[MUD-Dev] Naming and Directories?

Mark Gritter mark at erdos.Stanford.EDU
Wed Mar 17 17:54:49 CET 1999


Ola Fosheim =?iso-8859-1?Q?Gr=F8stad?= writes:
> 
> "Jon A. Lambert" wrote:
> > But you have changed your requirements above from speed to memory. 
> > No fair. ;)
> 
> fragmented memory access == slow => memory == speed
> 

True.  But almost _any_ large-scale random-access data structure is gonna
have bad memory locality, so in general, the fewer accesses, the better. 
I and a couple of my research group members were talking about this, this
afternoon.

Although a trie could easily use 10x or more memory than a binary tree,
the number of cache lines you're accessing is likely to be much smaller
during a lookup, and that's generally a big win.  (Assuming you have enough
memory so you don't have to page, of course.)
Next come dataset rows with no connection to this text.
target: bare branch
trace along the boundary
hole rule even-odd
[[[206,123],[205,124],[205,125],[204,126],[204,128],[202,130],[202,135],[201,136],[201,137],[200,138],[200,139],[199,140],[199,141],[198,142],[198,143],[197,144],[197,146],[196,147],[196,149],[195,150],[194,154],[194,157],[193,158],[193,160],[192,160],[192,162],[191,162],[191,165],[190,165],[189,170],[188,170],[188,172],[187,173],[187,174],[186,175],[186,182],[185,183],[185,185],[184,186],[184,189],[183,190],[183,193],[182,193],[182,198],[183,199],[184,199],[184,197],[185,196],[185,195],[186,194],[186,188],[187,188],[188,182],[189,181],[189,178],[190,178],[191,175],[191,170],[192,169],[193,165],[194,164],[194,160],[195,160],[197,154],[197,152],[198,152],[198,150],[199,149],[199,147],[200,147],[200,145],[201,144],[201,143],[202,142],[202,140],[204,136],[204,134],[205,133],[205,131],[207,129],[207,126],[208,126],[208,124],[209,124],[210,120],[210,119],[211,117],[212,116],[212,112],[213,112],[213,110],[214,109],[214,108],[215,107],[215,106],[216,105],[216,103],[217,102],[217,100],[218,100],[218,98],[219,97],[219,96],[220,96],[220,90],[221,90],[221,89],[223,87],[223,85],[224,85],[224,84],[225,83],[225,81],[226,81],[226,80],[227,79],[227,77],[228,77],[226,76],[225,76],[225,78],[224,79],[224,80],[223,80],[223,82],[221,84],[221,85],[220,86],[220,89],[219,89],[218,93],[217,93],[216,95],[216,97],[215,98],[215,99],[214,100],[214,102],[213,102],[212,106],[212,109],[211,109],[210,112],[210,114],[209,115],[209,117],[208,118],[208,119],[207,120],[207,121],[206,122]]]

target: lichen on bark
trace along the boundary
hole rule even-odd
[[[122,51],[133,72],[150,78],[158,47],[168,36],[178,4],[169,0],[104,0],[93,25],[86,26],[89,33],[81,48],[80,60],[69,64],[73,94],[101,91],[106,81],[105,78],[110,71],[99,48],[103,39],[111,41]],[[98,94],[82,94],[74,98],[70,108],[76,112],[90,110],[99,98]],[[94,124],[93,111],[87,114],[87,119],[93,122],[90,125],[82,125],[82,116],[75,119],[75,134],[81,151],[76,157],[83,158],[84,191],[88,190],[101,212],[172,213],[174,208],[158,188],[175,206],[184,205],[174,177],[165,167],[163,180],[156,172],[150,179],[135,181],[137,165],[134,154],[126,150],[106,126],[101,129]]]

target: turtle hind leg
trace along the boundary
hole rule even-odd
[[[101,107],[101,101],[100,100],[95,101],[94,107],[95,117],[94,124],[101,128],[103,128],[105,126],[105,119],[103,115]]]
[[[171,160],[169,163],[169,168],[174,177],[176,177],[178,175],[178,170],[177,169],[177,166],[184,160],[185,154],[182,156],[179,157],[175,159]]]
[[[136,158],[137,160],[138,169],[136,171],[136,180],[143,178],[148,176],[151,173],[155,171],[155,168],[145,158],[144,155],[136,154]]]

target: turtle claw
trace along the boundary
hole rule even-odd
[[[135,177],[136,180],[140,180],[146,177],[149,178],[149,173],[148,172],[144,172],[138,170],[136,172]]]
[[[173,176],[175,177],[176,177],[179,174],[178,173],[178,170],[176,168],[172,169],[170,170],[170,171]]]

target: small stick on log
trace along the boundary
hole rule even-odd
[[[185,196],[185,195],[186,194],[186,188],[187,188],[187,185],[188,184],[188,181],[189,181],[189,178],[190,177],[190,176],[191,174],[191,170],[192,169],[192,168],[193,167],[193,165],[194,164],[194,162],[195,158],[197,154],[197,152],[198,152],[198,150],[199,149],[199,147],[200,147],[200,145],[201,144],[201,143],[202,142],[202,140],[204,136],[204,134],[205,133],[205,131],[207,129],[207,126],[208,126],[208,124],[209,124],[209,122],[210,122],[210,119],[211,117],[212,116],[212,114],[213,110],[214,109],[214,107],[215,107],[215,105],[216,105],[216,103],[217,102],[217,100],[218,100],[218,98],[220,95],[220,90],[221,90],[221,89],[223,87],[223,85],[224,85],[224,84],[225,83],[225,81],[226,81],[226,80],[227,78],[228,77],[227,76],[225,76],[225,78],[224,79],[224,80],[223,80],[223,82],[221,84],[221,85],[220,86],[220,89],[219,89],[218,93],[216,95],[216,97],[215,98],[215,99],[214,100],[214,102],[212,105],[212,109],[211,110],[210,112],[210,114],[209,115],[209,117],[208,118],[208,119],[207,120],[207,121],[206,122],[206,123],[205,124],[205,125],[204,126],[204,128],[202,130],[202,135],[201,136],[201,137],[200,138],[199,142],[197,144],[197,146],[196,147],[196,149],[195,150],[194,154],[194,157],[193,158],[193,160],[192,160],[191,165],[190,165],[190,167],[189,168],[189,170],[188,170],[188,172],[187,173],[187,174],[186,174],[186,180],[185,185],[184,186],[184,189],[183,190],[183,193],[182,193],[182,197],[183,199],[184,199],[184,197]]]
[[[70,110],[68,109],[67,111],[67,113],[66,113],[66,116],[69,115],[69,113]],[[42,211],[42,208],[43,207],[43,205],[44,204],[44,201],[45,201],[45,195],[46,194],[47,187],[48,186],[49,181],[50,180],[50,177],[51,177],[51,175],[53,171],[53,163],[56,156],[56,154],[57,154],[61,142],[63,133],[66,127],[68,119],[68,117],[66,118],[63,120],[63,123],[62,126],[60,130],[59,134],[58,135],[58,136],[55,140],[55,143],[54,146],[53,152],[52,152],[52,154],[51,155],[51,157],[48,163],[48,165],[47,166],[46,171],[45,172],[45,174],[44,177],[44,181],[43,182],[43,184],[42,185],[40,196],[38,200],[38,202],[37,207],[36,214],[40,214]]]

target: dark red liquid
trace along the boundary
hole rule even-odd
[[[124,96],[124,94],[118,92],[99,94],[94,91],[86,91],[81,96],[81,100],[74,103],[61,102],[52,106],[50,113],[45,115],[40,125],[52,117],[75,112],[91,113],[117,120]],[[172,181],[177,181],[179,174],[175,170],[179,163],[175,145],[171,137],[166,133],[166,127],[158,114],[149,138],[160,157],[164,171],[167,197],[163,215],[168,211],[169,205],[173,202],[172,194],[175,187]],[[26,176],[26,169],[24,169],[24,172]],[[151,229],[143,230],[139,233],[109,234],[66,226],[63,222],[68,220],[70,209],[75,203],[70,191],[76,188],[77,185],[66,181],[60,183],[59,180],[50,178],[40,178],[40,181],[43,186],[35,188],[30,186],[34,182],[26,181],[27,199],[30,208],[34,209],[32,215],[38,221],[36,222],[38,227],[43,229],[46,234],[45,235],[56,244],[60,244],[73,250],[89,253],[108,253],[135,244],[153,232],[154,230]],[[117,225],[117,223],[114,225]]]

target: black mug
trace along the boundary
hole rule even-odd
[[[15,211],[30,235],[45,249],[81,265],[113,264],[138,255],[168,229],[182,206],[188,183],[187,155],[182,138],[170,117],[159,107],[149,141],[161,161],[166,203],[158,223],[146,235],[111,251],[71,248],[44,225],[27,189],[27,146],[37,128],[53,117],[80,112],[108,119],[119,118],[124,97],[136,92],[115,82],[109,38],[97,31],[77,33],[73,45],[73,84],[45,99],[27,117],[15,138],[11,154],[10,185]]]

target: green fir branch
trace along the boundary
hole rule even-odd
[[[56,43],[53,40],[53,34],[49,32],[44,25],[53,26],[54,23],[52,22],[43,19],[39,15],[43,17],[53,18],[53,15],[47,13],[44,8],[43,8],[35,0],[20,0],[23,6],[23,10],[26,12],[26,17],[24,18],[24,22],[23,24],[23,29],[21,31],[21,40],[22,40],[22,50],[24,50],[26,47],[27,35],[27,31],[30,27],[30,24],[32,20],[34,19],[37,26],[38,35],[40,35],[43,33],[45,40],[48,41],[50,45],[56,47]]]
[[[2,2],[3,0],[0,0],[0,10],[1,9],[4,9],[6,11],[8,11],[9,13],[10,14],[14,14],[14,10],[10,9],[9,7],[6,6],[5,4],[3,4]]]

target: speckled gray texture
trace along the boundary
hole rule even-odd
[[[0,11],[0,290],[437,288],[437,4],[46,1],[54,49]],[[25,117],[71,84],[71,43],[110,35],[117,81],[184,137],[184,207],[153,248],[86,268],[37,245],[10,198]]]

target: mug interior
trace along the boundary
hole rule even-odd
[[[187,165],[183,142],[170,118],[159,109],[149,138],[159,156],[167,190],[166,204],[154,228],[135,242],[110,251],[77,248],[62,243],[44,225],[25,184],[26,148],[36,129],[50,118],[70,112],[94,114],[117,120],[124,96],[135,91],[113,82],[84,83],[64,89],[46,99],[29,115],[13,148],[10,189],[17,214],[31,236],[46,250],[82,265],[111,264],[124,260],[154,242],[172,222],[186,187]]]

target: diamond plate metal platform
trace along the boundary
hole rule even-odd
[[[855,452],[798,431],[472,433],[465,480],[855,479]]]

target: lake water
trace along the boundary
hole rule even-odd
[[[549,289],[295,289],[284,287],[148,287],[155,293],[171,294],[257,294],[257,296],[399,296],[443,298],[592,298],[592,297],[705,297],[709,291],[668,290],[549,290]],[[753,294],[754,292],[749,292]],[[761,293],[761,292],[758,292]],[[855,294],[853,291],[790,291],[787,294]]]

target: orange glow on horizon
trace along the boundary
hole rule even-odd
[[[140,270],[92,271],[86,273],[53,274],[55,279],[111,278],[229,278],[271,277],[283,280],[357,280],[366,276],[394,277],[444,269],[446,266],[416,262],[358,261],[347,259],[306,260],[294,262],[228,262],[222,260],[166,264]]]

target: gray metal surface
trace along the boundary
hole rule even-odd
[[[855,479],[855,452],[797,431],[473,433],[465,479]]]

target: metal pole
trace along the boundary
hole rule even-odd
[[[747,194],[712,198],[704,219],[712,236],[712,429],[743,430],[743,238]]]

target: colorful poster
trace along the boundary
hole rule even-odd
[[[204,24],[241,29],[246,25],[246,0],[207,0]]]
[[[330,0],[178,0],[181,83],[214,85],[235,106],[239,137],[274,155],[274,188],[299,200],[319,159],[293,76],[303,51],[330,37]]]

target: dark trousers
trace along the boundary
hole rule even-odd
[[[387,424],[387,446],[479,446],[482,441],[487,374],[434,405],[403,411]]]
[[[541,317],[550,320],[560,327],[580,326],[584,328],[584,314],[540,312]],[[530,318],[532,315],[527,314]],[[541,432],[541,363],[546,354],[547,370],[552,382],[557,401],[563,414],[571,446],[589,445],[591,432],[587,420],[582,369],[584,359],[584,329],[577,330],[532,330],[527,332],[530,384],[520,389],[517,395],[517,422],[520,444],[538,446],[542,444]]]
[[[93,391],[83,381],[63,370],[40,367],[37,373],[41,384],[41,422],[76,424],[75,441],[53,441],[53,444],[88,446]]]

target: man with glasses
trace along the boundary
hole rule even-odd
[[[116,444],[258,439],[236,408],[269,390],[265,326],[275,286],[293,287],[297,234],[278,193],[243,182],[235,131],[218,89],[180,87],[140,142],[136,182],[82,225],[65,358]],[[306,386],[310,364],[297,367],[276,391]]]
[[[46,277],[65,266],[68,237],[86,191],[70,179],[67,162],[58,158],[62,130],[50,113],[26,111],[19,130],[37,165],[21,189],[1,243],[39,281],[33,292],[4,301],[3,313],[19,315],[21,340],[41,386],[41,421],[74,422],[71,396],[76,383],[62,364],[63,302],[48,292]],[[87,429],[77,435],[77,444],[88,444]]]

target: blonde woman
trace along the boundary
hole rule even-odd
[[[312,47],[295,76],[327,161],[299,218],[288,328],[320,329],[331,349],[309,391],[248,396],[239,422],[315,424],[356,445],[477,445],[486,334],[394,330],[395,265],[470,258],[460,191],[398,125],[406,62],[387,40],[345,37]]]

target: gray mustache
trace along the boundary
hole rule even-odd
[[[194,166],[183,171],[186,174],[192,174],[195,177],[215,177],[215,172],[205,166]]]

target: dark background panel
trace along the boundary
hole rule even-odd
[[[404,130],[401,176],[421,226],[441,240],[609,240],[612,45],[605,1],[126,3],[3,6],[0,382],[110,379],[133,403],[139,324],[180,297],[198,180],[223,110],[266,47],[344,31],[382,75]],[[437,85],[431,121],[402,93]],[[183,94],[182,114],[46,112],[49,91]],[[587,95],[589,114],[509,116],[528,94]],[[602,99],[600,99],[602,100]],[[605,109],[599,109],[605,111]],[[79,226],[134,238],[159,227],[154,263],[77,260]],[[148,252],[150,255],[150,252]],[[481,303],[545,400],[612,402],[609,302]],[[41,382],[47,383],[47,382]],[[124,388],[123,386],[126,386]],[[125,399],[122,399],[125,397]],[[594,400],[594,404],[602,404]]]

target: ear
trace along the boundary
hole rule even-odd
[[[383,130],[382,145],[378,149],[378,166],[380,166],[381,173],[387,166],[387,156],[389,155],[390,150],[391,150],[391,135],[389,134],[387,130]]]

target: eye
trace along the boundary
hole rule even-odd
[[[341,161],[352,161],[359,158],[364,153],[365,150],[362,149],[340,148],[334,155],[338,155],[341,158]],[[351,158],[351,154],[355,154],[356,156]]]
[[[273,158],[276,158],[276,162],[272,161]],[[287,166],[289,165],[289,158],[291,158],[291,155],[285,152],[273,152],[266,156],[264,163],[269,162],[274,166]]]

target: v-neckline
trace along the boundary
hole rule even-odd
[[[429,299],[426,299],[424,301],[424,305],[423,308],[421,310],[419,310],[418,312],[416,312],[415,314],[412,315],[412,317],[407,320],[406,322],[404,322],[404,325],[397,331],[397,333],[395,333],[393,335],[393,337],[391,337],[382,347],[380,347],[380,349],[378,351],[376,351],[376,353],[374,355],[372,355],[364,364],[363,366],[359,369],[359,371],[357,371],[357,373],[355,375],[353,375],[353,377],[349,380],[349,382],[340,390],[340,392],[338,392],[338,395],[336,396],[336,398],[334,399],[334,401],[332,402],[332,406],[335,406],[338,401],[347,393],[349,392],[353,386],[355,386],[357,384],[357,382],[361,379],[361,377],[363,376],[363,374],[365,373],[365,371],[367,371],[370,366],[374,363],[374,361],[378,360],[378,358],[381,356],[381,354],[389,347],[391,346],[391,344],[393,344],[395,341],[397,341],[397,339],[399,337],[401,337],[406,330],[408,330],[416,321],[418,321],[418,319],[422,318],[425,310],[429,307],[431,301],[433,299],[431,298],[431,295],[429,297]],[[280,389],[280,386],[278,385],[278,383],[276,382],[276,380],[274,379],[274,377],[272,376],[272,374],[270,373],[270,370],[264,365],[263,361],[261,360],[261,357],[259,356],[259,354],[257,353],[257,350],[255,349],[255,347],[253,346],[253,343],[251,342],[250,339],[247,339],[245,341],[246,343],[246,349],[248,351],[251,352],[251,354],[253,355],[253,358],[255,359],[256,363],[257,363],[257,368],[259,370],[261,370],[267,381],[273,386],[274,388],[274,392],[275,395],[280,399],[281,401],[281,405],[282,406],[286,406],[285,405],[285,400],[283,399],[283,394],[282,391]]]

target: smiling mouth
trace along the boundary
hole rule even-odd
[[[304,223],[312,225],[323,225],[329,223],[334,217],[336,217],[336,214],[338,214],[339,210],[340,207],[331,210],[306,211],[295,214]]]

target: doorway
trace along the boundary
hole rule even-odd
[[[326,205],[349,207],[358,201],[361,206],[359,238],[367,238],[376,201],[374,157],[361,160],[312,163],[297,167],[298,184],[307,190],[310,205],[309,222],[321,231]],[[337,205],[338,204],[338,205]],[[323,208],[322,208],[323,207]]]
The "natural" binary tree repesentation

struct node {
  char *key;
  struct node *left, *right;
}

suffers from having to access _two_ cache lines per node: one for the
node itself and one to compare the key.  A trie only accesses the cache
line containing the next-node pointer, so the large nodes don't hurt...
in the short term.

Binary-tree cache behavior could be improved significantly by limiting the 
key length and adding some space overhead to the node:

struct node {
  char key[24];
  struct node *left, *right;
};

If your processor has 32-byte entries in its first-level cache, this will
probably be faster due to accessing only a single cache line per node.
I'd guess (without running a test) that not being able to share nodes
in a cache line isn't enough of a win to favor the former case.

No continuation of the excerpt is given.